Resulta deste tipo de políticas um sistema de ensino universitário orientado para alunos de famílias ricas e para uma reduzida minoria de alunos que conseguem obter bolsas por mérito estudantil atribuídas por algumas empresas privadas e pelos ministérios da educação e da ciência de países europeus e asiáticos. Não estranha pois que os EUA tenham o Presidente que têm, um indivíduo que era um exemplo de insucesso escolar transformado num licenciado em Yale. Um medíocre rico pode ser o que quiser, um bom aluno pobre arrisca-se a ter que abdicar dos mais altos graus do ensino.

Quem defende o regime de propinas (há até quem diga que são baratas em Portugal) deveria reflectir seriamente sobre este exemplo. Porque este é um exemplo claro como a água.

Adoptou-se um determinado tipo de política e os resultados são o que são.

É certo que os EUA continuam a ter as melhores universidades do mundo, mas é do conhecimento geral que a Europa ultrapassou vertiginosamente a produção científica dos EUA há cerca de dois anos e estudos recentes indicam que as empresas de países europeus como a Alemanha e a França - que não adoptaram esta política de propinas - são neste momento em média mais produtivas que as empresas americanas.

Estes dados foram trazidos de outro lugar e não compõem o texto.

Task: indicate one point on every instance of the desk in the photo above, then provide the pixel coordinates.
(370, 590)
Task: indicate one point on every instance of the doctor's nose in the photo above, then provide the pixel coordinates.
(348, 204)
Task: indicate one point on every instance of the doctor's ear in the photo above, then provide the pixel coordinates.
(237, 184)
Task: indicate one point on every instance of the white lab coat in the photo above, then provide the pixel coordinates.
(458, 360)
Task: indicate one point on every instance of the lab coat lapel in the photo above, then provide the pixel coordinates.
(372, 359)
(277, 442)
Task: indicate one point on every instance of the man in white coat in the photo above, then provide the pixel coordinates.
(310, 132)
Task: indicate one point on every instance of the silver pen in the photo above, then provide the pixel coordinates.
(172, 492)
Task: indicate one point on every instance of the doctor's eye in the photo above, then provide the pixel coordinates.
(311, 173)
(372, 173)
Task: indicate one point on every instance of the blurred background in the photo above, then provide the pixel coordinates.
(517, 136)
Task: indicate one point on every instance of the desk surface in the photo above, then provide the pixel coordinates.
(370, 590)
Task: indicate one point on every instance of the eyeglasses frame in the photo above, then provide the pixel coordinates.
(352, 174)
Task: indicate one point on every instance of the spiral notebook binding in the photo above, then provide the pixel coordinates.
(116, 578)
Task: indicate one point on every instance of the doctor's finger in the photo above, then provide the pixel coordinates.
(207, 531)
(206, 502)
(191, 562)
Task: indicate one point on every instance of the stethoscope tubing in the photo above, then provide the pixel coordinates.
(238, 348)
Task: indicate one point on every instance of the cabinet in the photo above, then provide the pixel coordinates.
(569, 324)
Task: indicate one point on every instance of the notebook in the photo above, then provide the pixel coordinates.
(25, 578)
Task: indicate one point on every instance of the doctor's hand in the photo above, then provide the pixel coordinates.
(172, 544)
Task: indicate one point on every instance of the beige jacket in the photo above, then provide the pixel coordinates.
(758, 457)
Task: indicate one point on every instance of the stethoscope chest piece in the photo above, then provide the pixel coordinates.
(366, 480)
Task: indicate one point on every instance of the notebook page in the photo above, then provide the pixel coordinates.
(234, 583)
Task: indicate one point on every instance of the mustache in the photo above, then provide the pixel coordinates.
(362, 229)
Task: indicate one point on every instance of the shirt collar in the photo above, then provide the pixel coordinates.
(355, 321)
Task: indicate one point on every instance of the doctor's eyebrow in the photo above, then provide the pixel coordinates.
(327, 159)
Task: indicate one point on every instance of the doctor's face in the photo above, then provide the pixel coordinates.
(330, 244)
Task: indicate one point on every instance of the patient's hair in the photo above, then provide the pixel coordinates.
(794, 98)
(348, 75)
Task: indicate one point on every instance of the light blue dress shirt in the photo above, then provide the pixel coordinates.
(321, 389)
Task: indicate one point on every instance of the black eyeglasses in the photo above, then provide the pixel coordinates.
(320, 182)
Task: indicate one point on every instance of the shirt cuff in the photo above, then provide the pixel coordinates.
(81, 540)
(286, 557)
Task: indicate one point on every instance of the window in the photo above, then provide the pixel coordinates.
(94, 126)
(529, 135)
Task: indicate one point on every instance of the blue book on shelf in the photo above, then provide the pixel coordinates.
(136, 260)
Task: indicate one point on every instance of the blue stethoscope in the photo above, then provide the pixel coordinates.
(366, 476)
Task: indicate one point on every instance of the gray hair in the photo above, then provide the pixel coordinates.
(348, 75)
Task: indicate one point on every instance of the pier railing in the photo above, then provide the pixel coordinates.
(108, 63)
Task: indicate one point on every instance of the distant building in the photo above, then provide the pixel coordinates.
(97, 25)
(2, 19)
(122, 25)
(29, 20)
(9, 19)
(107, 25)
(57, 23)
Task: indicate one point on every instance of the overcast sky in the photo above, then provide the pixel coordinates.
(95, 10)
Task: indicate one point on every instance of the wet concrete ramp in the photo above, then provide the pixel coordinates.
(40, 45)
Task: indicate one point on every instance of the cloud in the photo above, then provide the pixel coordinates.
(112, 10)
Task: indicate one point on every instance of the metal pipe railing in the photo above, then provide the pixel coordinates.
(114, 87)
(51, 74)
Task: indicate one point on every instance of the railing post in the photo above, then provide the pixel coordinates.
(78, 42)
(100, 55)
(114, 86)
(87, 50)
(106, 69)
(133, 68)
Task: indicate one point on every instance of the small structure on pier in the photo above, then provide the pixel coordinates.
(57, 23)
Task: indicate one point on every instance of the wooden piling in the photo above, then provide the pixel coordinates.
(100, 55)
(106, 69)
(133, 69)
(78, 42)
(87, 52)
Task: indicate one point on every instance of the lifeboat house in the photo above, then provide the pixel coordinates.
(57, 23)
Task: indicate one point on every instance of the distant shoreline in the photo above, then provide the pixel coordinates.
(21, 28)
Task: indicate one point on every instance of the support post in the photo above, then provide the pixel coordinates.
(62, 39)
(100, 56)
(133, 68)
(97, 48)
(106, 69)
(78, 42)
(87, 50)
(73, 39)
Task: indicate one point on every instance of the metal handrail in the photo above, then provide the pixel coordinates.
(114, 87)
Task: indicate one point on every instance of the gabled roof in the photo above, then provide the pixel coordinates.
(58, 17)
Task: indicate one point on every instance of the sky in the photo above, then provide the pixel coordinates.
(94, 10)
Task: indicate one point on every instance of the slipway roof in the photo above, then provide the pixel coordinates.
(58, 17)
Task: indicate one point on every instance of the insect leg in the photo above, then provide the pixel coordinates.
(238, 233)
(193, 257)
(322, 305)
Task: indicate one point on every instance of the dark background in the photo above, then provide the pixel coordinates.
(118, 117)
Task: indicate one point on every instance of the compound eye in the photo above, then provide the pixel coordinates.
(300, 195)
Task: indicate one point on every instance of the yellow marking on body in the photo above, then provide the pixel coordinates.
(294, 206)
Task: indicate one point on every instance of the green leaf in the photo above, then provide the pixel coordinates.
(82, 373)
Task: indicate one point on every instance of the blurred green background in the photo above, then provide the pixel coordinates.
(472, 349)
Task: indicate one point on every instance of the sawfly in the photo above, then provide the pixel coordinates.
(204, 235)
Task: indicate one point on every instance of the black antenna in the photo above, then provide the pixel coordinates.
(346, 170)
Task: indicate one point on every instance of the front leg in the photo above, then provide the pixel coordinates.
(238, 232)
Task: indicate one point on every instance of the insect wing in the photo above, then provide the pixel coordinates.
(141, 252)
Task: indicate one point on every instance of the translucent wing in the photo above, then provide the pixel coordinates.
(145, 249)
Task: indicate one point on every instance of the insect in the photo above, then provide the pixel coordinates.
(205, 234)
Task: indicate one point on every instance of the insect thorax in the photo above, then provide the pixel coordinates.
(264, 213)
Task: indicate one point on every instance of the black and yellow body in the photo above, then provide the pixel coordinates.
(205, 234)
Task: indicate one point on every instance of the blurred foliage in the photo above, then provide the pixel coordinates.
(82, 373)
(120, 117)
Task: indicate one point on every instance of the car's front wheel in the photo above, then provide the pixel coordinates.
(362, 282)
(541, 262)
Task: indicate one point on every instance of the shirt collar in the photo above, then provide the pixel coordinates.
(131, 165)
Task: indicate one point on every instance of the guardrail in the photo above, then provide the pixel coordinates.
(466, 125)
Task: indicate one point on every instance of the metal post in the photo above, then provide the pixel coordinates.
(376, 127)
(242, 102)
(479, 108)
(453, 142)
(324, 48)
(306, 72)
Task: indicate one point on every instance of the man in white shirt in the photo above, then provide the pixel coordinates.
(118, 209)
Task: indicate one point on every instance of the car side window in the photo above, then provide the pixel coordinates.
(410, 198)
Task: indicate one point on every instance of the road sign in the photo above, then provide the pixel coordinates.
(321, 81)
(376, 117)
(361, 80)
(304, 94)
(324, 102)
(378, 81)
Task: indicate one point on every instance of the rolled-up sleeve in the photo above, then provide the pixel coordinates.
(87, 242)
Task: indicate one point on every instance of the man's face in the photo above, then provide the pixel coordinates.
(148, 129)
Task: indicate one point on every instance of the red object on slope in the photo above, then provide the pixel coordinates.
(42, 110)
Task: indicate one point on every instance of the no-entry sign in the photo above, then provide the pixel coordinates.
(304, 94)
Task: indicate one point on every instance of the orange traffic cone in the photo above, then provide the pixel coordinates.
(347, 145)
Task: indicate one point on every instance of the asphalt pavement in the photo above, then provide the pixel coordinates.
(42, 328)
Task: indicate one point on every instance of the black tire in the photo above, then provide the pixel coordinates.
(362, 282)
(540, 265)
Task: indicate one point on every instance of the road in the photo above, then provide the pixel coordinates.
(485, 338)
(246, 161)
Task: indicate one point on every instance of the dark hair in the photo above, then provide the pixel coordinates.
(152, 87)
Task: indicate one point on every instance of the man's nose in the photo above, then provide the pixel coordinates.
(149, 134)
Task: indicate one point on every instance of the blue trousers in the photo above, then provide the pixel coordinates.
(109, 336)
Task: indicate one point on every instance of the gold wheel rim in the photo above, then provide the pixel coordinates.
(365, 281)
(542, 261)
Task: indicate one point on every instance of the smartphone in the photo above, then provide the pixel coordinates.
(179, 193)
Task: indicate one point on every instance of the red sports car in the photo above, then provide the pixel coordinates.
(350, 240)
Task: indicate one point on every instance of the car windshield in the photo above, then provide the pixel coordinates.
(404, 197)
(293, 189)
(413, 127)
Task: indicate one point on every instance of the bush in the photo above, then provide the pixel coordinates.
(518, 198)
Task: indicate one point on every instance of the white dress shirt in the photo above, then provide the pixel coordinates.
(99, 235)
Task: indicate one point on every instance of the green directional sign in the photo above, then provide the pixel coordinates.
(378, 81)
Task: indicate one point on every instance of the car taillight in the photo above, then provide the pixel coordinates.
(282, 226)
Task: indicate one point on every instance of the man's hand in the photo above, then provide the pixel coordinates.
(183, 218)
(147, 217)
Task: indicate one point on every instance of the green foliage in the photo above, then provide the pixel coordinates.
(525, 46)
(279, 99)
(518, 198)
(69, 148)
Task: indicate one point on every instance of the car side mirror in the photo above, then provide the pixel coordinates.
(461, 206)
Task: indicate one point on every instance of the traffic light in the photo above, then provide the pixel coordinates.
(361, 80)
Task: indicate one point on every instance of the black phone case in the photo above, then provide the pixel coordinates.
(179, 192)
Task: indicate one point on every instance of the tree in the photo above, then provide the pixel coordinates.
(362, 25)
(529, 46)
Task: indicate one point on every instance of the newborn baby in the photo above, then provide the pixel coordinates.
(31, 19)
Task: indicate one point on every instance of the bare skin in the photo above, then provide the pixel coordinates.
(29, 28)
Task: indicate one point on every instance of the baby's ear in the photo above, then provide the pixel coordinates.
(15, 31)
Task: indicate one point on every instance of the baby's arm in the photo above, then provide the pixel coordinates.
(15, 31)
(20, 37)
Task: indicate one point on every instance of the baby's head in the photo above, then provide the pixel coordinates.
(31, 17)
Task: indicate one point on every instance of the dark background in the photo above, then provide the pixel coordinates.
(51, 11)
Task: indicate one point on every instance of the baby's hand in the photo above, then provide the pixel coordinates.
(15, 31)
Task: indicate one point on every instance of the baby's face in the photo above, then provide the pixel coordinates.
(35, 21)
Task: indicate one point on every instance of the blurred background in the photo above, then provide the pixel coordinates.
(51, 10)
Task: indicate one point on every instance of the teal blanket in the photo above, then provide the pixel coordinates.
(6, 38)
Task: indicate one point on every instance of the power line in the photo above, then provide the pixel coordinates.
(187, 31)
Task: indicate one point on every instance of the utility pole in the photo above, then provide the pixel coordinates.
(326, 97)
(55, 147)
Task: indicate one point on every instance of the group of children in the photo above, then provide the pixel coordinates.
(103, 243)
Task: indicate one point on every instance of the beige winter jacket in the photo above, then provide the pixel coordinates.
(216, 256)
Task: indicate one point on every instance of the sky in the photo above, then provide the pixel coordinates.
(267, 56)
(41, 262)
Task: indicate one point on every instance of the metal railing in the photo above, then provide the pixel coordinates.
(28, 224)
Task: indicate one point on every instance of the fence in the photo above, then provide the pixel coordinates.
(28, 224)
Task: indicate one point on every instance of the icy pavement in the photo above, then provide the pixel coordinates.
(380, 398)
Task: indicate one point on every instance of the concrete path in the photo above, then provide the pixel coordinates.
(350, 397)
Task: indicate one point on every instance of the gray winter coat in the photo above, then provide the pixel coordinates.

in Klepsýdra (Rui Curado Silva)

Publicado por Rui MCB 10:48:00  

18 Comments:

  1. Anónimo said...
    Então porque é que se acentua o sifão de investigadores europeus para as universidades americanas?
    Então porque é que a revista Time publicou um artigo em 2004 onde os europeus, sobretudo alemães e franceses, se queixam do sistema existente? Lembro-me do caso de um investigador alemão que após o doutiramento nos EUA regressou ao país natal interessado em trabalhar na Alemanha, tendo recusado convites nos EUA. Quando teve de prencher 4 impressos para requisitar um PC em 2ª mão, começou a ver a vida a andar para trás e regressou aos EUA.
    Então porque é que os investigadores em França, em 2004, estiveram não sei quantos dias em greve de protesto contra o sistema francês.
    zazie said...
    Creio que o JB já disse tudo. É isso que se passa e não é nos EUA que as coisas são más para professores e investigadores. Aí até são bem pagos e há uma enorme possibilidade de variantes de bolsas para tudo.
    Agora em Inglaterra há famílias que se hipotecam para poderem colocar os filhos no ensino privado de modo a entrarem numa universidade. Isso é totalmente verdade. E os profs são muitíssimo mal pagos. Os do liceu então nem se fala. Até por acaso já comentei o caso com alguns e perguntando de que modo podiam continuar a manter um ensino de qualidade com tão má oferta monetária (pública e privada).
    Já o campo da investigação tem outro tipo de condicionantes. Tudo o que é meramente teórico tem muitos mais cortes. Nas bolsas, na possibilidade de se tornar investigador, em tudo. O patrocínio tecnológico e utilitário está cada vez mais à frente. E isto vale tanto para países com altas propinas como para França que não as tem.
    zazie said...
    agora o que existe por lá é que não tem paralelo na nossa terra. Já imaginaram alguém a fazer post doc em Oxford no ramo de Ciência Teórica e depois voltar para os EUA para ser bate chapa numa oficina de automóveis? Ou ser trolha num país de leste e fazer investigação em movimentos caóticos nos tempos livres?
    E não são casos esporádicos. E o status não conta como cá. Até porque, como já contou o bacano do Memória Inventada, o homem do lixo ganha mais que um investigador ":O)))
    zazie said...
    mas valia a pena fazer-se uma investigação num outro sentido. Comparar as exigências feitas aos profs para se subir na carreira por cá com as que são praticadas lá fora.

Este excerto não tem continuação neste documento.